Gözlerini kısan ablamdan kendimi kurtardım. Konuşmak istemiyordum. "Yavuz bey de haklı. Senin saçmalıklarına dayanamamış." dediğinde bakışlarım onu buldu. "Abla sen ne diyorsun?"

"Ama sen de az değilsin. Sevmiyorum diye orta da dolaşıyordun." Şu yaşıma kadar abla katili olacağımı düşünmemiştim ama bundan sonra düşünebilirdim. Hatta bunu direkt icraate geçirmeliydim.

Ablamı boş vererek anneme döndüm. "Ne zaman döneceğiz?" Annem ise bana döndü. "Defne geleli daha 1 saat anca olmuştur. Az sabret. Bak iş arkadaşın Yavuz beyler de buraya geliyor. Onlarla biraz otururuz." dediği kişi ailesiyle birlikte bu tarafa doğru geldiğini görünce yanak içimi dişledim. Ters bir tepki vermemeliydim. Yanımızda çok oturacaklarını da sanmıyordum. Yani umarım. Ya da en iyisi gitmeliydim. Evet, evet, gitmeliydim.
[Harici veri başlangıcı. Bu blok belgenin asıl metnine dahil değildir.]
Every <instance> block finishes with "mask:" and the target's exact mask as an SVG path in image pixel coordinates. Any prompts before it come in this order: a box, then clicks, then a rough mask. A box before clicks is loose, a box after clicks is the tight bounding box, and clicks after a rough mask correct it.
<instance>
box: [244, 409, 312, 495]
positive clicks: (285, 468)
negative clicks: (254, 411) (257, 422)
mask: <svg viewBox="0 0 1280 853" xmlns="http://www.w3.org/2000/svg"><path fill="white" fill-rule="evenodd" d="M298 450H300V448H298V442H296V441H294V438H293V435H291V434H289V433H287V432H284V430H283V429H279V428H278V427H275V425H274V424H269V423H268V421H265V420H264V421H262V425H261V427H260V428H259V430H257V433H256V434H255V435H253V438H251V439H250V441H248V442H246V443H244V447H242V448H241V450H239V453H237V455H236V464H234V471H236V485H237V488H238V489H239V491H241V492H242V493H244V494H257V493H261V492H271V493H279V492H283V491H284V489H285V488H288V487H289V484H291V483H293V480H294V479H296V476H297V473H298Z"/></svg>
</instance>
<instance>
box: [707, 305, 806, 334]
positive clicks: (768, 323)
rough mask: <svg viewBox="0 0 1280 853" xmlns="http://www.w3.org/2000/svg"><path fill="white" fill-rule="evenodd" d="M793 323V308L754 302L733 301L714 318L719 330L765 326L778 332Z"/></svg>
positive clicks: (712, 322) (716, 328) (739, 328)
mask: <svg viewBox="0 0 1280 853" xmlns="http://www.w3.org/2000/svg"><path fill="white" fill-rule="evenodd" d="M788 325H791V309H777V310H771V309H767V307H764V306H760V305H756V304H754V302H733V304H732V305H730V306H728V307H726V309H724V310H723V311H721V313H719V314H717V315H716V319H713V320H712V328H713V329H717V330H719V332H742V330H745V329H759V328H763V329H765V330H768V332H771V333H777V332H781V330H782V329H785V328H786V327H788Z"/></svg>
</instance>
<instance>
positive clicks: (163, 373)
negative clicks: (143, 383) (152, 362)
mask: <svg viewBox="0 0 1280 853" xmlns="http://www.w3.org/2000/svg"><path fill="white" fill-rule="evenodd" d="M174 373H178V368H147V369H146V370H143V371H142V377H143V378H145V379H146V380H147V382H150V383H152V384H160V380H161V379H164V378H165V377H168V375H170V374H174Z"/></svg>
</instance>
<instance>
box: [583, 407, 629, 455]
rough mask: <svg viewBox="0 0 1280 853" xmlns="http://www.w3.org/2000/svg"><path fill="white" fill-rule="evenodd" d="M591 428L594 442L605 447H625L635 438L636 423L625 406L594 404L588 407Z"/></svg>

Onlar masaya otururken geçen çalan telefonum bu sefer ötmeyince ayarlardan girip ötmesini sağladım. "Ben bir konuşup geliyorum." diyerek dışarı çıktım. Aynı şeyi kullandığımı biliyordum ama aklıma başka bir fikir gelmiyordu ki.

"Bence bu bahane eskidi. Başka bir şey bulmalısınız." diyen sesi duyduğumda telefonu kulağıma götürdüm. "A-alo, sesiniz gelmiyor. Sonra konuşalım. Görüşürüz." Yavuz beyin kahkahası kulaklarıma ulaştığında "Her seferinde kalbinizi kırmak istemiyorum ama siz beni buna zorluyorsunuz. İlla anlamanız için kırıcı mı konuşmalıyım? Sülük gibi yapışmanız artık beni boğuyor." dedim.

"Siz de kaçmayın o zaman. Konuşalım. Aslında konuşmamıza gerek bile yok. Sadece sizin oturup etraflıca düşünmeniz gerekiyor ama aynı bu şekilde kaçıyorsunuz. Bizi düşünseniz her şey rayına oturacak ama bunu yapmıyorsunuz. Yaparsanız kalbinizin size ne diyeceğini çok iyi biliyorsunuz. Onu dinlememek için kendinizi meşgul ediyorsunuz. Ablanız bile şu anda neler olduğunu anlamış durumda." Onu da mı anlamıştı? Bu adam neden bu kadar zekiydi? Her seferinde ona karşı bir şekilde rezil oluyordum.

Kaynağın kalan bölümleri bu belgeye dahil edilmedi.